Finn sits down on Kurt’s other side, draping his arm across the sofa back, and closes his eyes. He feels like only a few minutes have passed before little feet come thumping down the stairs and into the living room, followed by Charlie’s loud chant of “Daddydadpapa! Daddydadpapa!”

“Kids are awake,” Finn says.

Kurt laughs sleepily. “I heard.”

“So did they,” Noah says quietly, and nodding his head towards the box of kittens.

“Dads!” Eliza says. “This box is making noise!”

“Dis box for Peas!” Charlie says, pointing to the tag on the box of kittens. “P. E. A. S.”

“Peas’ noisy box!” Harvey agrees, grinning at Charlie.

“Open, open!” Charlies demands, clapping her hands. “Open da box!”

“Guess you’d better open it, Harvinator,” Finn says.

Harvey nods, pulling determinedly on the bow until it unties, then flips up the lid. “Cats, Charlie! Cats!”

Charlie claps her hands even harder. “Oh! My cats! My cats!” She reaches into the box and pulls out the orange-ish kitten, who meows in protest, but doesn’t scratch or try to escape. “He name-a Cheese!”
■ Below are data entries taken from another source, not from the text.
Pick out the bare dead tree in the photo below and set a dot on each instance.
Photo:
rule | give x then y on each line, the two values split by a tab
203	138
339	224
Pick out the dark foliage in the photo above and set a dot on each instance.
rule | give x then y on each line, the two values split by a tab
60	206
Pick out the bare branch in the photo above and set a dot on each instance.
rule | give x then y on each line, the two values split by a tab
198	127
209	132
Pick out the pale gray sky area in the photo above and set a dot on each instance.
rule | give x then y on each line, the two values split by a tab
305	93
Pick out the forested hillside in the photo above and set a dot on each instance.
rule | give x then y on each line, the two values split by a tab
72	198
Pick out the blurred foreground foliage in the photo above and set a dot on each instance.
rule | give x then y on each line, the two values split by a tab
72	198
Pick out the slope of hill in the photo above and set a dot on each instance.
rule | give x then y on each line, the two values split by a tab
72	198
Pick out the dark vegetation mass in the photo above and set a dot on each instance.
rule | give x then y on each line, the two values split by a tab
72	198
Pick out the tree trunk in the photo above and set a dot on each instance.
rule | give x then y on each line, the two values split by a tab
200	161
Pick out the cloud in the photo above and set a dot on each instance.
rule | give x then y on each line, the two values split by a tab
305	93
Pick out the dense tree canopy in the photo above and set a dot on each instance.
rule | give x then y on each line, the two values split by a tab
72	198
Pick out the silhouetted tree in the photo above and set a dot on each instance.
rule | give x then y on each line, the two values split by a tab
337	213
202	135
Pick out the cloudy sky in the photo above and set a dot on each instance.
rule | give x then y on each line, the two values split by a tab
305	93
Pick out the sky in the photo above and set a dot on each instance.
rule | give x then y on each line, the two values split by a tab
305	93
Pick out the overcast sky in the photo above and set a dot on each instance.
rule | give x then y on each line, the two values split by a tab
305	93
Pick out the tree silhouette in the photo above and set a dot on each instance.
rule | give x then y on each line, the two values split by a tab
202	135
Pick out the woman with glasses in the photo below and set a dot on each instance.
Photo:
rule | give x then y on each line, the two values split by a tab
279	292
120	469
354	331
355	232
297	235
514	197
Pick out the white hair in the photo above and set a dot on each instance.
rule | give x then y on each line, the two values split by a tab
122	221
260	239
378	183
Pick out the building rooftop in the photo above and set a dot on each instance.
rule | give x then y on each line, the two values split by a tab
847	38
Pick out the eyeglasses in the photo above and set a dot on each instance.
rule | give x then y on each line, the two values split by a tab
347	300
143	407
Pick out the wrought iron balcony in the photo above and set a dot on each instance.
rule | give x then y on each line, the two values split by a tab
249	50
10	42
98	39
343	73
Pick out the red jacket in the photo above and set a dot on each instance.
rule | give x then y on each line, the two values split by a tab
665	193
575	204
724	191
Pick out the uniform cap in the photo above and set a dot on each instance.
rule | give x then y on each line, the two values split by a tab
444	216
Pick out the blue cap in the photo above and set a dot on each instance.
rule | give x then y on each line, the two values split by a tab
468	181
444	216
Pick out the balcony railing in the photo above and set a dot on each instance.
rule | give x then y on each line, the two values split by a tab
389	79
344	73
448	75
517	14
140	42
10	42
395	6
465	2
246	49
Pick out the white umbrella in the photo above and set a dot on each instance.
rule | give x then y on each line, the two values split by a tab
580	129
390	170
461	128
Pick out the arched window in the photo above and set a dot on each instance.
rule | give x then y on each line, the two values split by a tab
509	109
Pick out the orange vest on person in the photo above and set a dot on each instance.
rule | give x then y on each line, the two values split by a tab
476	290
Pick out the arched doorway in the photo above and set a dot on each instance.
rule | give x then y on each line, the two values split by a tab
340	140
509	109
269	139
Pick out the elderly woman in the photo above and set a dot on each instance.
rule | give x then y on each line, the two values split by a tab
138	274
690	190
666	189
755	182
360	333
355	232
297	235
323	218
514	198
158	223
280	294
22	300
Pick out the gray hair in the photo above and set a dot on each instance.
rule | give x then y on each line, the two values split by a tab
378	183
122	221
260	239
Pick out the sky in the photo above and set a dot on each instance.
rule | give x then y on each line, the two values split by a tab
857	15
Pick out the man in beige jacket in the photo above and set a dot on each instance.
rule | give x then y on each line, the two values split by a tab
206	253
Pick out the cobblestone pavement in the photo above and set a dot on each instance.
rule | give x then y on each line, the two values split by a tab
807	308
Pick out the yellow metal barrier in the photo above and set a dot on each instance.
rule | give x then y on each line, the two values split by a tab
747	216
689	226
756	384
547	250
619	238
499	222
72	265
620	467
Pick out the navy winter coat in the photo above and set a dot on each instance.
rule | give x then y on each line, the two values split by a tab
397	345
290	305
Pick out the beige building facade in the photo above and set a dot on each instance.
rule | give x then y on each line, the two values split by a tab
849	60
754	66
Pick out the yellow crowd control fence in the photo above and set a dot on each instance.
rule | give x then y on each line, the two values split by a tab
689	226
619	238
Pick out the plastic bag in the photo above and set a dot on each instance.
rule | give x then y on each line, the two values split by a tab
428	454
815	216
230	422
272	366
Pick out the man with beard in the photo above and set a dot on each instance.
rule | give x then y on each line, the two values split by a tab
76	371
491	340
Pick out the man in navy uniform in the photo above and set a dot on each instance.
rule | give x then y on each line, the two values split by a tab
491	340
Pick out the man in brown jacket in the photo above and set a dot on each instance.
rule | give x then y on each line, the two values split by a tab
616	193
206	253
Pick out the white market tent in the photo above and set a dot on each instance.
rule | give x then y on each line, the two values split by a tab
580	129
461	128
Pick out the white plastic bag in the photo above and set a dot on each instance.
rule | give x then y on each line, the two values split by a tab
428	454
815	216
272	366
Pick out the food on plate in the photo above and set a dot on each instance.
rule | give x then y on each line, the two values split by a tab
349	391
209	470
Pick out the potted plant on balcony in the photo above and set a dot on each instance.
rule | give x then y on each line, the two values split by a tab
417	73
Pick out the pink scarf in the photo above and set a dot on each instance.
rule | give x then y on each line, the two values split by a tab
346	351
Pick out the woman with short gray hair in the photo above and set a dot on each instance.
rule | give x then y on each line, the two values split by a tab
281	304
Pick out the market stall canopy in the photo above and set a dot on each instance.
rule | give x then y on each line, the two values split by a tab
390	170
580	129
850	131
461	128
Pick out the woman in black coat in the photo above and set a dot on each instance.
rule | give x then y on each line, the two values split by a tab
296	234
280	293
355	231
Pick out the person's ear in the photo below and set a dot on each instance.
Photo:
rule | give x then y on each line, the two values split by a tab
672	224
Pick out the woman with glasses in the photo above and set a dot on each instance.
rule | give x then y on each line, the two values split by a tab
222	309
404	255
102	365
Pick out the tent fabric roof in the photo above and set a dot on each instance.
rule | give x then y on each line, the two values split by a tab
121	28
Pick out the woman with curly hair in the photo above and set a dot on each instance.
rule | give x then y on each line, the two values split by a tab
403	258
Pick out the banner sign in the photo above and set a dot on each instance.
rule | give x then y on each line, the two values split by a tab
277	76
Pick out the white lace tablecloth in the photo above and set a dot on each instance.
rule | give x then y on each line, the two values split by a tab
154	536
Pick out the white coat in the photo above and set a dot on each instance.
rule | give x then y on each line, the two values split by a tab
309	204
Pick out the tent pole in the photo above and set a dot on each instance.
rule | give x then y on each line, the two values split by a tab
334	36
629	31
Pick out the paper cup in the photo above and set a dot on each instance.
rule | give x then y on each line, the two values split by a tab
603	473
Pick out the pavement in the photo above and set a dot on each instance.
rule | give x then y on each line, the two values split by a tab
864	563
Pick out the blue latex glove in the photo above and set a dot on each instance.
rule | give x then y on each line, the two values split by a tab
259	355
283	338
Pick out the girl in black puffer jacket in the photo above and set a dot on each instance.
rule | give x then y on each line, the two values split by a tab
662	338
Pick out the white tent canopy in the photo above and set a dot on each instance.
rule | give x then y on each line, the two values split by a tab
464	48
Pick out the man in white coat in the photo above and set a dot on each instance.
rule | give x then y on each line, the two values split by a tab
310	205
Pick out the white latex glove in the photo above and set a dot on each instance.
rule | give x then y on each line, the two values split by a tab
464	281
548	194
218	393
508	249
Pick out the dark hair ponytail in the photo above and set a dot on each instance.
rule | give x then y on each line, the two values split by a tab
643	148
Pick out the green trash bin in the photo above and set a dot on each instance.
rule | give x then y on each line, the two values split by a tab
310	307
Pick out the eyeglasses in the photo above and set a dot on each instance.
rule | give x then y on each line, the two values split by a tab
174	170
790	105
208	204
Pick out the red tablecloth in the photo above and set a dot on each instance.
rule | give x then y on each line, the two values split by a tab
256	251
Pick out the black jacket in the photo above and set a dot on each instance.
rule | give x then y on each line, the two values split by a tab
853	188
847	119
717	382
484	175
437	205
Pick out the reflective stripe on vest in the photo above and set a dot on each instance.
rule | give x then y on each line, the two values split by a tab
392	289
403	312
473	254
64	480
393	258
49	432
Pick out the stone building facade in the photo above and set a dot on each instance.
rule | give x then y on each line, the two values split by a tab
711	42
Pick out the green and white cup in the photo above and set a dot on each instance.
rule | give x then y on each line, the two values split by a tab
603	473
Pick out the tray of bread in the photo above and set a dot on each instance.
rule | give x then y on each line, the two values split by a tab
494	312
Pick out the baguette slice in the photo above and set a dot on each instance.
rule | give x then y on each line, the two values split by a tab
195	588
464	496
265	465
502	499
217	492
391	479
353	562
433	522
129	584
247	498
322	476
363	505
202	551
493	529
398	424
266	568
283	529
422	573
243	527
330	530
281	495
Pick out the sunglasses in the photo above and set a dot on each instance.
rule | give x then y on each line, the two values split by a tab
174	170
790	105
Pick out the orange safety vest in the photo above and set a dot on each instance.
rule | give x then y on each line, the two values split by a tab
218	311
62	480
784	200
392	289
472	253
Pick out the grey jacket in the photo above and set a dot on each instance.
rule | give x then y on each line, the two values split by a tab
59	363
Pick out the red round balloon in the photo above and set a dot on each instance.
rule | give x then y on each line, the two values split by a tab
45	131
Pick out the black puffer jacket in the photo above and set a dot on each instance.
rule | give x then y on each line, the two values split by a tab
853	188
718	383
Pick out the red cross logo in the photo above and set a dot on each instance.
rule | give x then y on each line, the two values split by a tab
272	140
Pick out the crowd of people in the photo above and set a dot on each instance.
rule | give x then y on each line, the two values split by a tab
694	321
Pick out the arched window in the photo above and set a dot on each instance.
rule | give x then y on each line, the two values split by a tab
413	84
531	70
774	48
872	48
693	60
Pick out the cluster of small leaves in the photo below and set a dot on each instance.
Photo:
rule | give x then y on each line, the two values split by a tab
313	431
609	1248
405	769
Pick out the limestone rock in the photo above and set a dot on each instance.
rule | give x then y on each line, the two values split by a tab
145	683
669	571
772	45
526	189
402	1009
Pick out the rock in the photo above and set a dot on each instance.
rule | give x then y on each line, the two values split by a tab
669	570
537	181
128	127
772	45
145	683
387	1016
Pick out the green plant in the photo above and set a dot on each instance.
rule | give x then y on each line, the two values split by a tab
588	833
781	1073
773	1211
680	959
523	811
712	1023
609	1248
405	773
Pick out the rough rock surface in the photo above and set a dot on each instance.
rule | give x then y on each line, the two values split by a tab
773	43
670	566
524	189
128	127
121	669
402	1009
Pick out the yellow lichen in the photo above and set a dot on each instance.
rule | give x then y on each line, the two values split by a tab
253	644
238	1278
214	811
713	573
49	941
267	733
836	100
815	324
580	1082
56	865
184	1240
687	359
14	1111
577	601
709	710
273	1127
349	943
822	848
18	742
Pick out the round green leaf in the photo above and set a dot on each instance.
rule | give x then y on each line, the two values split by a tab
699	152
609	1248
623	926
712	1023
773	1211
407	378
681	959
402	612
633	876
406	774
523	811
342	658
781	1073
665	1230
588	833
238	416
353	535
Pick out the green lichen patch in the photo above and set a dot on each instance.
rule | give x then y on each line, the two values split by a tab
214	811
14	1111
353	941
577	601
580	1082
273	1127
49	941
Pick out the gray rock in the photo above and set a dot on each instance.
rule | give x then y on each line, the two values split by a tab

“Cheese?” Noah repeats in a whisper.

“Dat my cat! He name-a Cheese,” Charlie says, staring Noah down like she’s daring him to argue with her.

“Cheese,” Noah repeats, shrugging a little. “Okay, Char. Is the other one Harv’s cat?”

“Yes. Dat Harbey’s cat.”

“What’re you naming your cat, Harvey?” Finn asks. “Crackers?”

“No, Dad,” Harvey says, picking up the brown-and-white kitten and holding him at eye level and frowning.

“Still no Jack allowed,” Kurt says.

“Cheese Too!” Charlie shouts, holding her Cheese to her chest.

“No, Charlie’s cat Cheese,” Harvey says, still frowning at his kitten.

“You can name him Duck,” Finn suggests.

“Or Cleve,” Noah says with a mostly-straight face.

“What happened to cliche pet names like Fluffy?” Kurt asks.

“Cleve!” Harvey repeats, smiling at the kitten. “Cheese and Cleve!”

“Yay, Cleeb! He name-a Cleeb!” Charlie agrees. “Cheese an’ Cleeb!”

“I guess their names are Cheese and Cleve,” Finn says.

“No one’s going to believe us if we say that Harvey named his own cat Cleve,” Kurt points out.

Noah laughs. “Harvey and Cleve, Charlie and Cheese.”

“Noah and poor old sad, fat Ennis,” Finn says, with a mock sad face.

Noah makes a exaggerated pouting face as Eliza announces, “And no cats for me, because I don’t want a cat!”

“Poor Ennis,” Noah says. “You’re going to make him self-conscious one of these days.”

“That cat’s so fat, it would take him a week to be conscious of his whole self, and he’d have forgotten about it by then,” Finn says. “Merry Christmas, Peas. Eliza, why don’t you open some non-cat boxes now?”

Eliza nods and turns to inspect the boxes, starting to make piles, and Kurt and Noah lean their heads against Finn. Noah laughs after watching the Peas with the kittens for a minute. “Good thing Santa came through when the Armadillo didn’t.”